The development of digital media technologies has been particularly crucial and radically altered virtually every aspect of news gathering, writing and reporting. The collapse of traditional business models to fund and resource a critical and independent journalism, as well as the absence of any widely accepted alternative funding strategy, has triggered a radical reshaping of journalists’ employment, their work places, products, role perceptions, ethical values and ways of working (Franklin, 2013, p. 1).

A internet interferiu significativamente no fazer jornalístico e de forma muito rápida.

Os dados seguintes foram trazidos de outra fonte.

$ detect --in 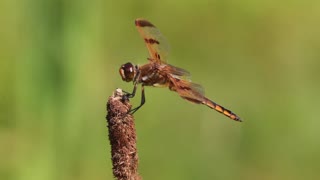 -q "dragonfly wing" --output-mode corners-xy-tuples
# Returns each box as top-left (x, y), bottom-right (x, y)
(135, 18), (169, 64)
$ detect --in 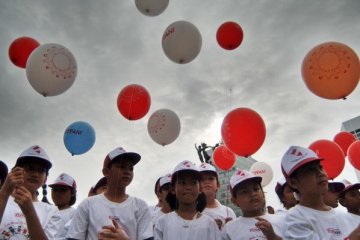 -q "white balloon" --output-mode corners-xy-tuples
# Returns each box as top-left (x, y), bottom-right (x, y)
(26, 43), (77, 97)
(147, 109), (181, 146)
(162, 21), (202, 63)
(135, 0), (169, 17)
(250, 162), (273, 187)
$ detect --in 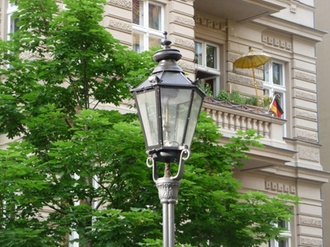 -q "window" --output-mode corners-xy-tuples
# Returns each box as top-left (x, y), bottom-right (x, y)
(7, 2), (18, 39)
(268, 221), (292, 247)
(133, 0), (164, 52)
(195, 41), (220, 96)
(264, 61), (286, 118)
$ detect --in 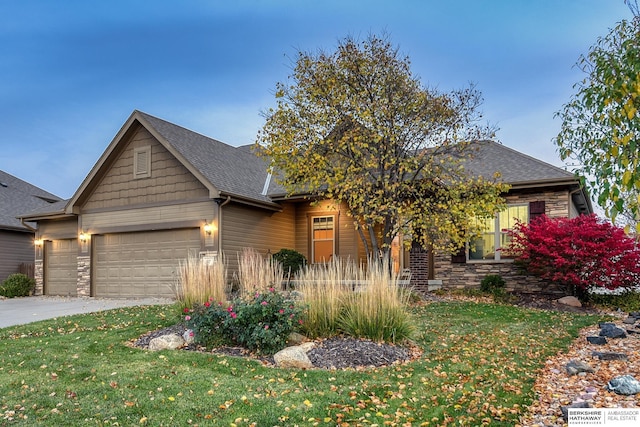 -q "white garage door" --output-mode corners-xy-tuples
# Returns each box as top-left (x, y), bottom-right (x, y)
(92, 228), (200, 298)
(44, 239), (78, 296)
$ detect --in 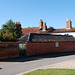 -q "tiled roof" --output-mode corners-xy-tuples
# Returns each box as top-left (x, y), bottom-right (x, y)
(19, 33), (75, 42)
(52, 28), (75, 33)
(22, 27), (40, 36)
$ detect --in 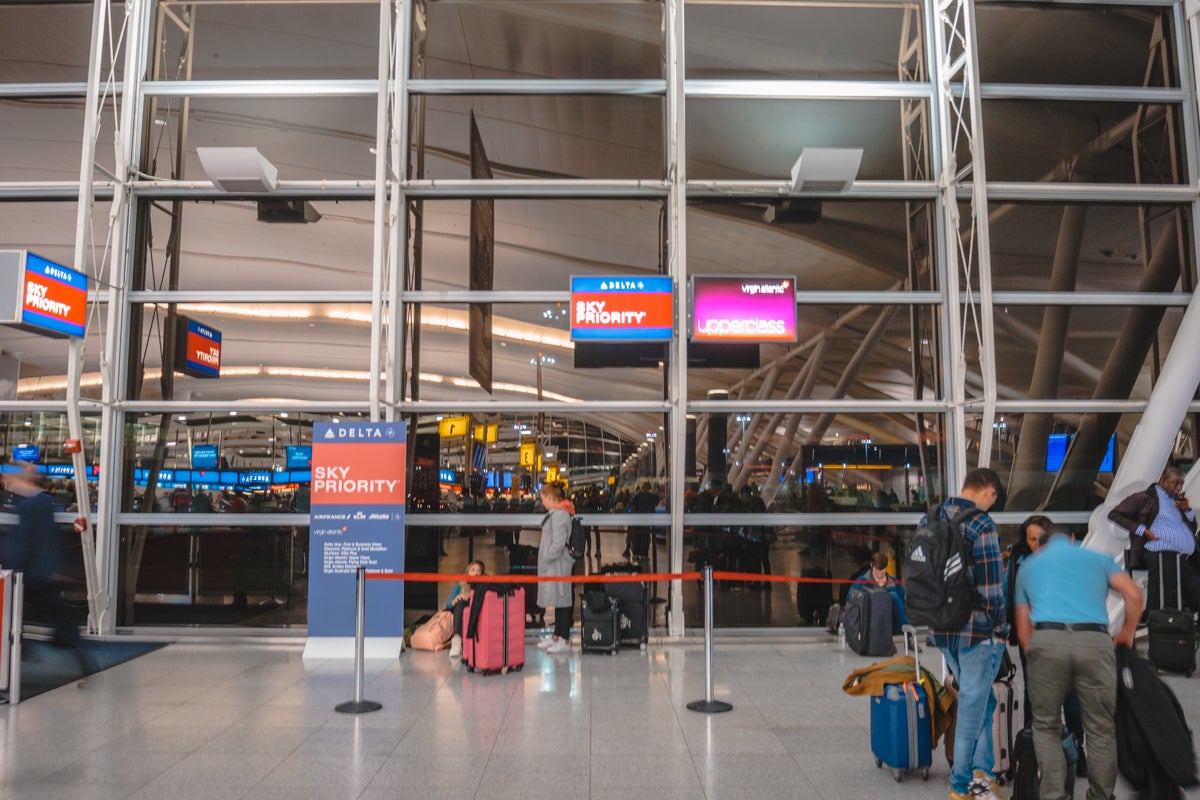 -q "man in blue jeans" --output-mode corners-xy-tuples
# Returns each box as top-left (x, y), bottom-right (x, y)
(922, 468), (1008, 800)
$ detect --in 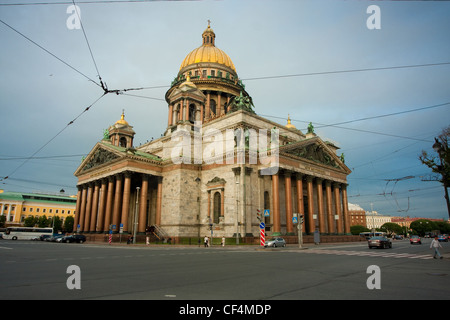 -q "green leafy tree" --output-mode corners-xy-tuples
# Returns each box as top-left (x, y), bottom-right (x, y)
(350, 225), (370, 235)
(380, 222), (404, 234)
(50, 216), (62, 233)
(37, 214), (51, 228)
(0, 215), (6, 228)
(63, 216), (75, 232)
(23, 216), (37, 227)
(419, 126), (450, 217)
(410, 219), (438, 237)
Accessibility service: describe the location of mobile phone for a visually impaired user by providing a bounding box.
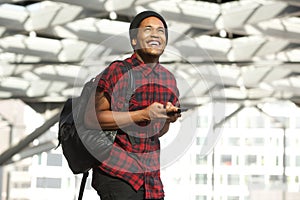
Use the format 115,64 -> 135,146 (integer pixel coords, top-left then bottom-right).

Essas transformações, que afetam o funcionamento da sociedade e das estruturas que a compõem, não são de simples compreensão, mas “resultado de um complexo conjunto de fatores (...) que, de fato, se encontra associado aos desenvolvimentos tecnológicos” (Ferreira, 2018, p. 132).

Suárez-Villegas (2015, p. 394) alerta que as novidades advindas a partir da web não devem ser ignoradas e que elas constituem uma mudança substancial na interação entre veículos e cidadãos. Exatamente por isso, a internet criou grandes expectativas para o jornalismo, que agora poderia deixar para trás determinados vícios da prática diária nas redações de veículos impressos, e buscar uma reconciliação com a sociedade com práticas sociais mais inclusivas e com mais participação dos cidadãos (Correia, 2012, p. 105).